There's a joke my husband and I make when we see parents holding their iPhones above their heads, recording every moment of the kindergarten concert. It goes something like: “Hey honey, what do you want to watch tonight? There's the new season of House of Cards, or that movie Birdman is supposed to be really good. Wait – what about Billy's first-grade musical from 2005? That would go perfectly with the low expectations for joy that I have in my life.”
It's like when people record the fourth of July fireworks or the St. Patrick's day parade – when the hell do they think they are going to sit down and watch that again? It seems like most of the time people record events as a statement to themselves and others that this something important that they want to remember. But not everything needs to be put on record. Some things are better off remembered in your mind than on your camera phone.
When my kids were babies, I took a lot of pictures because they were changing all the time. Every day something new was happening or they were doing something for the first time: their first smile, their first time at the park, the first time they wore a hat (see, I said I wasn't unsentimental). But now that they're seven, I save photos for things like the first day of school and the day they learned how to ride bikes. Other than that, there isn't much pointing and shooting going on.
Some argue that photos and videos are important because your kid's childhood goes so quickly. I think that photos and videos are unimportant for the same reason. I want to live every second of those moments while they're happening. I don't want to spend that time trying to get my kid to "freeze" while I get my camera to focus. I don't want to take us out of the moment by saying wait, let's capture this so that we can enjoy it later. There's a saying that goes, “Life is what happens while you're making plans.” Well, parenting is what happens while you're trying to hit the record button.

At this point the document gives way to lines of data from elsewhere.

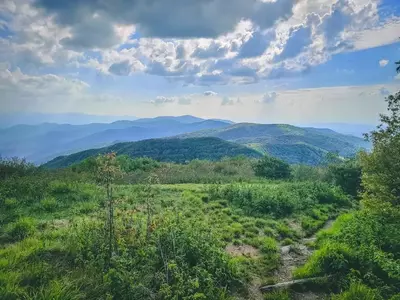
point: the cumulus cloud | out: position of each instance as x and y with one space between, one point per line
228 42
172 18
384 91
383 62
228 101
268 98
210 93
122 68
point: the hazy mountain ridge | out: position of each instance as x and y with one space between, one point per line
171 150
40 143
291 143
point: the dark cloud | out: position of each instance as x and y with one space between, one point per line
162 18
299 39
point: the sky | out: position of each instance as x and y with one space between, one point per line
269 61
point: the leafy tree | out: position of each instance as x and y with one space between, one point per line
272 168
108 170
347 175
381 168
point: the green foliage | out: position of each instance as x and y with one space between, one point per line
293 144
21 229
331 258
10 203
308 173
347 175
277 295
279 200
170 150
272 168
49 204
15 167
358 292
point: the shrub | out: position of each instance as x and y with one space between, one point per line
49 204
21 229
272 168
332 258
359 292
10 203
268 245
277 295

Taking a photo or recording a video is way of giving a moment an IOU. It's telling myself that I don't need to try to devote this entire moment to memory. I don't have to memorize the colors, feelings, or sounds of that day. I can relax because I'll have the photo to remind myself later and for the rest of my life. Why bother doing that for our fifth visit to the aquarium? Or for every second of their preschool graduation? When I go through my photos and videos later in my life, as we all assume we will, I want those big events to fill my heart with pride and the special small moments to take my breath away. I want to open up my photos excited because I know that the ones that are there are there for a reason.
I have no illusions that my children and their children and their children's children will want to look at photos of my kids attending a long-forgotten friend's birthday party, or sitting on the couch watching television. That is, unless they are watching television in their rain boots and underwear, and are wearing their pants as hats.
Now that is a moment I'd want to remember.